エレンとモモは数日間目を合わせれば逸らし、会話は全くなくなってしまった。食堂での席も常に離れて座っている。どうにかしたいと思っていたが、中々話しかけられないモモだった。
そんな二人を知ってか知らずか、久しぶりにハンジが旧本部にやってきた。食堂で集まっていたリヴァイ班は揃って逃げる体制を整える。

「やあ、リヴァイ班のみなさん」
「分隊長ー!」

仲の良いモモとハンジは共に笑い合い、軽いハグを交わした。それに少し顔を顰めたリヴァイには誰も気がつかない。

「エレン、また新しい実験をお願いしていいかな?」

一応確認はとるものの、エレンが嫌と言ってもリヴァイの力によって無理矢理実験は行われる。エレンは大きく頷いた。

「今回はいつもより少し危険なんだ。死ぬことはないだろうけど………その…」
「早く言え。」
「身体の一部が無くなったりするかも……」

モモはパッとエレンをみた。気まずい雰囲気など忘れて、ただエレンが心配だった。本人はモモの視線には気づかず、息を飲んだ。身体の一部が無くなるかもしれないと言われて笑っていられる人なんてこの世にはいないだろう。

「それでもいいかな?」
「………はい。」

エレン、と名前を呼びそうになってモモは慌てて口を閉じた。が、もう一度口を開く。恐れて、少し足が震えているエレンを見過ごす訳にはいかなかった。

「エレ……」
「モモ、抱きしめていい?」
「なっ!?」
「許す訳ねぇだろ。」

弱々しく言ったエレンにモモも少し考えたが、そこでリヴァイが割って入った。二人とも驚いた顔で眉間に皺を寄せるリヴァイを見る。

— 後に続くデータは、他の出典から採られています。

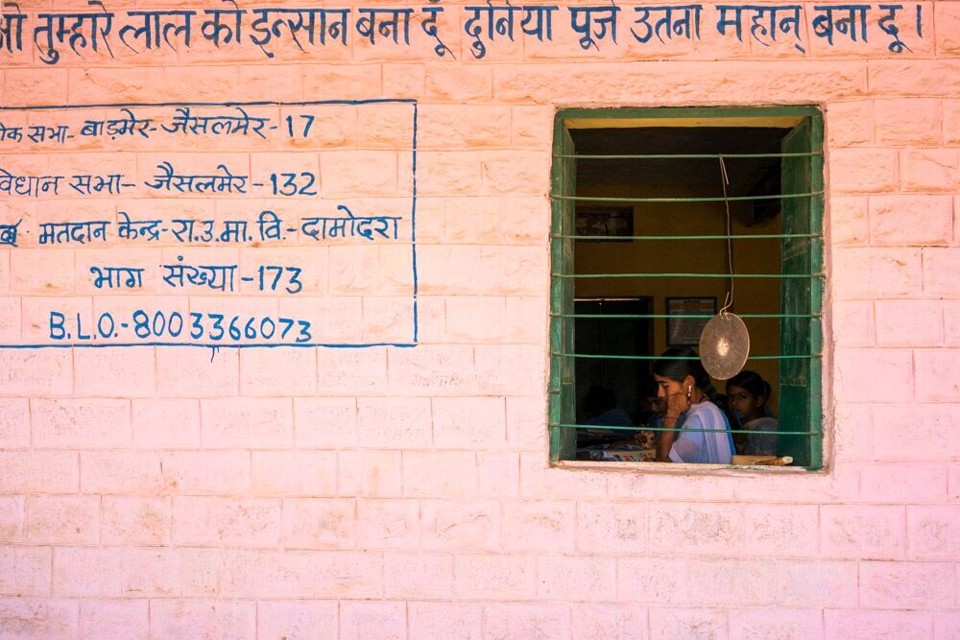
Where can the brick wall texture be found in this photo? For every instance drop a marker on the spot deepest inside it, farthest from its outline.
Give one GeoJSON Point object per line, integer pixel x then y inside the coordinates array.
{"type": "Point", "coordinates": [176, 492]}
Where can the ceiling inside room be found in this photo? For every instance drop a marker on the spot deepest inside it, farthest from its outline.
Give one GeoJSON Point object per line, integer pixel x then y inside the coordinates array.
{"type": "Point", "coordinates": [747, 176]}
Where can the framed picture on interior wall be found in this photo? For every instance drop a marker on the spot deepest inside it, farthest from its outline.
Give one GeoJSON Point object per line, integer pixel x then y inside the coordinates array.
{"type": "Point", "coordinates": [686, 318]}
{"type": "Point", "coordinates": [604, 222]}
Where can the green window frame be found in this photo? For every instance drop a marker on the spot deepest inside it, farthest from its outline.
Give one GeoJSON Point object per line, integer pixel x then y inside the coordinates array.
{"type": "Point", "coordinates": [797, 359]}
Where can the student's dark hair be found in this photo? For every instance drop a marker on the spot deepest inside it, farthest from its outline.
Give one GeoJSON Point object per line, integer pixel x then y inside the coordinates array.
{"type": "Point", "coordinates": [752, 382]}
{"type": "Point", "coordinates": [677, 363]}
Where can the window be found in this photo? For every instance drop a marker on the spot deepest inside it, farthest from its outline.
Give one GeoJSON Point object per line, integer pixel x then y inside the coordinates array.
{"type": "Point", "coordinates": [640, 243]}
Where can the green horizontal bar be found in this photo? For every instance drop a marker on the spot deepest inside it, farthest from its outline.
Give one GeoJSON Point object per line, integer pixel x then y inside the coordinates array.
{"type": "Point", "coordinates": [778, 276]}
{"type": "Point", "coordinates": [675, 430]}
{"type": "Point", "coordinates": [603, 356]}
{"type": "Point", "coordinates": [764, 236]}
{"type": "Point", "coordinates": [689, 156]}
{"type": "Point", "coordinates": [691, 316]}
{"type": "Point", "coordinates": [775, 196]}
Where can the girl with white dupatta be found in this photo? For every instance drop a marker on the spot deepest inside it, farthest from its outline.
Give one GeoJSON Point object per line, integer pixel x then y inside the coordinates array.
{"type": "Point", "coordinates": [695, 428]}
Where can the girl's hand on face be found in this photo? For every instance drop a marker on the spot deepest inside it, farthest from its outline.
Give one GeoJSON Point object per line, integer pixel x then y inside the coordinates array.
{"type": "Point", "coordinates": [677, 403]}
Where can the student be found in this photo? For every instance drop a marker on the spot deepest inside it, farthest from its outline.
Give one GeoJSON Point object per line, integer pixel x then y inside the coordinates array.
{"type": "Point", "coordinates": [703, 434]}
{"type": "Point", "coordinates": [748, 394]}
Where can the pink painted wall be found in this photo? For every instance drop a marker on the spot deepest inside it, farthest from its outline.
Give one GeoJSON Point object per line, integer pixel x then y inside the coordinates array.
{"type": "Point", "coordinates": [393, 492]}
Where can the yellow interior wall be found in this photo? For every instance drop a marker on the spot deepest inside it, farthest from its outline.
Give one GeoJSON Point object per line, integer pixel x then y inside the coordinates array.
{"type": "Point", "coordinates": [751, 295]}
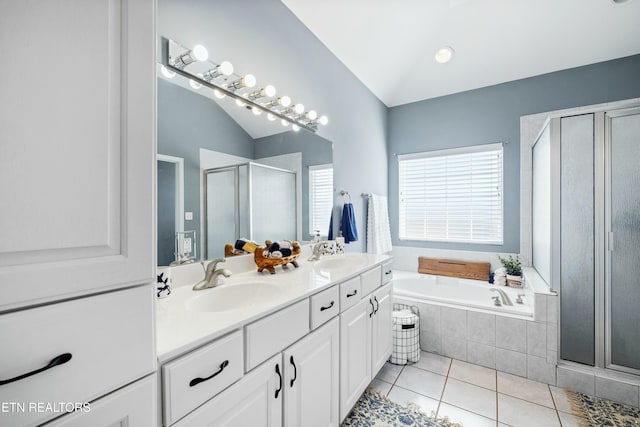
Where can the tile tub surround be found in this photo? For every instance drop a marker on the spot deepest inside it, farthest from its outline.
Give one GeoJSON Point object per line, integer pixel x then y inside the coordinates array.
{"type": "Point", "coordinates": [517, 345]}
{"type": "Point", "coordinates": [526, 348]}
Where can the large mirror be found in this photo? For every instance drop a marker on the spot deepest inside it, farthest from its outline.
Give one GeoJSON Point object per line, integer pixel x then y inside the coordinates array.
{"type": "Point", "coordinates": [205, 145]}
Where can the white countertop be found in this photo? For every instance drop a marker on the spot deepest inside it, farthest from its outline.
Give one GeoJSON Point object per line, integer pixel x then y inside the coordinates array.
{"type": "Point", "coordinates": [179, 330]}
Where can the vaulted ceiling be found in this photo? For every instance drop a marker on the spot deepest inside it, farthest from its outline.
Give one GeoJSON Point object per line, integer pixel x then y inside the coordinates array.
{"type": "Point", "coordinates": [390, 44]}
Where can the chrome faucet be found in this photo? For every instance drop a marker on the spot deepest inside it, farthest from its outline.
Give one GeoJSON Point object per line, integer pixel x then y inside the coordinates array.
{"type": "Point", "coordinates": [211, 275]}
{"type": "Point", "coordinates": [321, 248]}
{"type": "Point", "coordinates": [503, 294]}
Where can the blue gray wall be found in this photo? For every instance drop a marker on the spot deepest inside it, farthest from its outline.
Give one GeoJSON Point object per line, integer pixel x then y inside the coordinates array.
{"type": "Point", "coordinates": [492, 114]}
{"type": "Point", "coordinates": [265, 38]}
{"type": "Point", "coordinates": [187, 122]}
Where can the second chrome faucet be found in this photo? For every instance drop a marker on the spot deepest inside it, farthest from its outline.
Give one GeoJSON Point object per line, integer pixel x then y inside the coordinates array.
{"type": "Point", "coordinates": [211, 275]}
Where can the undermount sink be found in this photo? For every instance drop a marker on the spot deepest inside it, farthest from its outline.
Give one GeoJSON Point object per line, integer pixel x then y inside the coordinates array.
{"type": "Point", "coordinates": [232, 297]}
{"type": "Point", "coordinates": [340, 263]}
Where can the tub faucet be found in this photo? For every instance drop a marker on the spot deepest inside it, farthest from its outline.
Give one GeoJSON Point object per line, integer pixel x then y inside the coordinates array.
{"type": "Point", "coordinates": [503, 294]}
{"type": "Point", "coordinates": [321, 248]}
{"type": "Point", "coordinates": [211, 275]}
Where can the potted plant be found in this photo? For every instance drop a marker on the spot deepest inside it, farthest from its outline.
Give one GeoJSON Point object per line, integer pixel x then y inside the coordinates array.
{"type": "Point", "coordinates": [514, 270]}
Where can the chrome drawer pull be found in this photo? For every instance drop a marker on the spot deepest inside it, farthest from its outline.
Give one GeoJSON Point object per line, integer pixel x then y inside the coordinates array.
{"type": "Point", "coordinates": [56, 361]}
{"type": "Point", "coordinates": [295, 371]}
{"type": "Point", "coordinates": [327, 307]}
{"type": "Point", "coordinates": [280, 379]}
{"type": "Point", "coordinates": [199, 380]}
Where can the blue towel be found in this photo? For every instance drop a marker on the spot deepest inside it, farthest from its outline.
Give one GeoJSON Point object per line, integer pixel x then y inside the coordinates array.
{"type": "Point", "coordinates": [330, 234]}
{"type": "Point", "coordinates": [349, 230]}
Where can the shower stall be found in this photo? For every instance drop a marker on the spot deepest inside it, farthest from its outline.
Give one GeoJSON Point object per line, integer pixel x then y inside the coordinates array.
{"type": "Point", "coordinates": [248, 200]}
{"type": "Point", "coordinates": [586, 233]}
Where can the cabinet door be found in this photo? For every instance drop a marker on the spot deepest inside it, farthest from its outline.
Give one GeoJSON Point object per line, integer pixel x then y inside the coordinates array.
{"type": "Point", "coordinates": [76, 148]}
{"type": "Point", "coordinates": [312, 373]}
{"type": "Point", "coordinates": [381, 345]}
{"type": "Point", "coordinates": [355, 353]}
{"type": "Point", "coordinates": [255, 400]}
{"type": "Point", "coordinates": [134, 405]}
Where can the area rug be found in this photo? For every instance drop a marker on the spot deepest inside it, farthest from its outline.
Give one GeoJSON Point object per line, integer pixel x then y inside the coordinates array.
{"type": "Point", "coordinates": [375, 410]}
{"type": "Point", "coordinates": [602, 412]}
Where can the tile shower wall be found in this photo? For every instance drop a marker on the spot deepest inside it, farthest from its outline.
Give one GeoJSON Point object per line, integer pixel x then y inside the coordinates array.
{"type": "Point", "coordinates": [527, 348]}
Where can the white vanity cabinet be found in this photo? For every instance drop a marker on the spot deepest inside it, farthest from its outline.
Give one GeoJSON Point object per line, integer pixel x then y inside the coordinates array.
{"type": "Point", "coordinates": [311, 385]}
{"type": "Point", "coordinates": [365, 339]}
{"type": "Point", "coordinates": [76, 149]}
{"type": "Point", "coordinates": [77, 218]}
{"type": "Point", "coordinates": [306, 363]}
{"type": "Point", "coordinates": [133, 405]}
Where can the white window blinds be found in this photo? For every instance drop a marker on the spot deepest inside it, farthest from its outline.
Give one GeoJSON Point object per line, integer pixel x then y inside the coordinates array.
{"type": "Point", "coordinates": [320, 198]}
{"type": "Point", "coordinates": [452, 195]}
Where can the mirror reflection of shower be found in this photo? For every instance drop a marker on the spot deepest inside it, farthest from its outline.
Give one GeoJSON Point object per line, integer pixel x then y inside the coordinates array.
{"type": "Point", "coordinates": [249, 200]}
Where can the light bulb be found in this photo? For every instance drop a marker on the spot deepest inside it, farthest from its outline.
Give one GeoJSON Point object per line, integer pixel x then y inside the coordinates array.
{"type": "Point", "coordinates": [249, 80]}
{"type": "Point", "coordinates": [200, 52]}
{"type": "Point", "coordinates": [269, 90]}
{"type": "Point", "coordinates": [444, 55]}
{"type": "Point", "coordinates": [194, 84]}
{"type": "Point", "coordinates": [285, 101]}
{"type": "Point", "coordinates": [167, 72]}
{"type": "Point", "coordinates": [226, 68]}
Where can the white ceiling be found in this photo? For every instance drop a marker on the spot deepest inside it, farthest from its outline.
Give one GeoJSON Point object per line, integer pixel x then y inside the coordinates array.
{"type": "Point", "coordinates": [390, 44]}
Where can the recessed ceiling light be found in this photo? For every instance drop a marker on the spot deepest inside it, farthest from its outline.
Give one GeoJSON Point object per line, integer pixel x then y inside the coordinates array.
{"type": "Point", "coordinates": [444, 55]}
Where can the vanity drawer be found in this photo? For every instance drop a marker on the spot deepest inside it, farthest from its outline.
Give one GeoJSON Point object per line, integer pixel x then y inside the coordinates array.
{"type": "Point", "coordinates": [387, 272]}
{"type": "Point", "coordinates": [350, 293]}
{"type": "Point", "coordinates": [324, 306]}
{"type": "Point", "coordinates": [371, 280]}
{"type": "Point", "coordinates": [195, 378]}
{"type": "Point", "coordinates": [272, 334]}
{"type": "Point", "coordinates": [110, 339]}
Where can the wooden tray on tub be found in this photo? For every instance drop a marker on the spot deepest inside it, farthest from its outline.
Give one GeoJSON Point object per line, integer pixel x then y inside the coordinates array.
{"type": "Point", "coordinates": [270, 264]}
{"type": "Point", "coordinates": [454, 268]}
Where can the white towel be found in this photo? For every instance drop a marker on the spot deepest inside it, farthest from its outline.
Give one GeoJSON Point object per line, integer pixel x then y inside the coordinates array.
{"type": "Point", "coordinates": [378, 230]}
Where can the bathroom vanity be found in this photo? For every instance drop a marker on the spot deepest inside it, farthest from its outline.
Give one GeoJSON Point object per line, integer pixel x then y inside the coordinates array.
{"type": "Point", "coordinates": [296, 348]}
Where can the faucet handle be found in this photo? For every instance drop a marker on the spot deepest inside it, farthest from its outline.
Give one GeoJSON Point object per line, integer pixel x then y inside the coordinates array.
{"type": "Point", "coordinates": [213, 264]}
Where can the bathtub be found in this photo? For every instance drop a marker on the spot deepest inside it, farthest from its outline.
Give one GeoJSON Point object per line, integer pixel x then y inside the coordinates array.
{"type": "Point", "coordinates": [459, 293]}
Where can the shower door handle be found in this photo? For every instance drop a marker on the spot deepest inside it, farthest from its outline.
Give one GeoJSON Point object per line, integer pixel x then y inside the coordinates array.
{"type": "Point", "coordinates": [611, 241]}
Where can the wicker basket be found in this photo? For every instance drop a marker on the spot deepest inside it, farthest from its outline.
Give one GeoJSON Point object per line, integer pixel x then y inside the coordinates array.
{"type": "Point", "coordinates": [270, 264]}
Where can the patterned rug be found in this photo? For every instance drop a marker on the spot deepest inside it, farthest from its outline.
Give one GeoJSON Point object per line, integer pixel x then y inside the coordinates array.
{"type": "Point", "coordinates": [375, 410]}
{"type": "Point", "coordinates": [602, 412]}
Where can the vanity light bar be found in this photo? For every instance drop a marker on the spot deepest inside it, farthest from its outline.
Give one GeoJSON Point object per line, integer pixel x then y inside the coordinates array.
{"type": "Point", "coordinates": [176, 58]}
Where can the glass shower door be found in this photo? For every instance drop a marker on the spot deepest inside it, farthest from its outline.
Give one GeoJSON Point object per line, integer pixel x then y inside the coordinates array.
{"type": "Point", "coordinates": [623, 278]}
{"type": "Point", "coordinates": [222, 213]}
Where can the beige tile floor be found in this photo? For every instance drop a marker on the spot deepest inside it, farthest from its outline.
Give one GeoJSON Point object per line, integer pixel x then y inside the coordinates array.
{"type": "Point", "coordinates": [476, 396]}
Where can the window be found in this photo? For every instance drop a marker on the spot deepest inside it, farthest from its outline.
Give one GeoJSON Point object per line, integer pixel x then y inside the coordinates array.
{"type": "Point", "coordinates": [320, 198]}
{"type": "Point", "coordinates": [452, 195]}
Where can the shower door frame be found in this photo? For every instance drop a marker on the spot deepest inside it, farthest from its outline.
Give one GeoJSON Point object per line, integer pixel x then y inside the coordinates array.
{"type": "Point", "coordinates": [608, 244]}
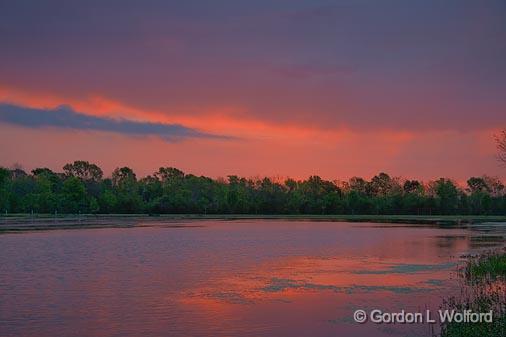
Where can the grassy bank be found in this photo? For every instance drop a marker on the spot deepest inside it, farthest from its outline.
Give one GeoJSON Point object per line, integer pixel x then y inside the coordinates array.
{"type": "Point", "coordinates": [23, 222]}
{"type": "Point", "coordinates": [483, 289]}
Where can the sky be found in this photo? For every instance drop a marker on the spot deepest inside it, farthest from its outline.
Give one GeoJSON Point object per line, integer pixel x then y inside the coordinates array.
{"type": "Point", "coordinates": [255, 88]}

「口聞いてねぇと思ったら、抱きしめていいかだと?次の実験も余裕そうだな、エレン。」
「……すみません…」
「重い空気を共同の空間に持ってくるな、今度は容赦しねぇ」
「つまり、仲良くしないと許さないって事だね?」

わかりにくいリヴァイの表現をハンジが言い直す。それであっているのか、リヴァイは何も言わなかった。言い方がキツいだけで言っている内容は優しいのをリヴァイ班全員わかっていた。

「エレン。」

モモが手を差し出す。握手をしようと言うことだ。エレンも笑顔で握り返す。元に戻ろう、幼馴染だった頃の関係に、という意思がその握手には隠されている。

「じゃあ、実験は明日。」
「兵長、明日エレンは馬小屋の掃除では?」
「細かい事は気にしちゃ駄目だよ。」

ペトラの言葉を丸め込むハンジに、リヴァイは諦めて明日の実験を許すしかなかった。
モモとエレンはと言うと、目を合わせて笑い合う。エレンと元に戻れて良かったと心の底から思うモモだった。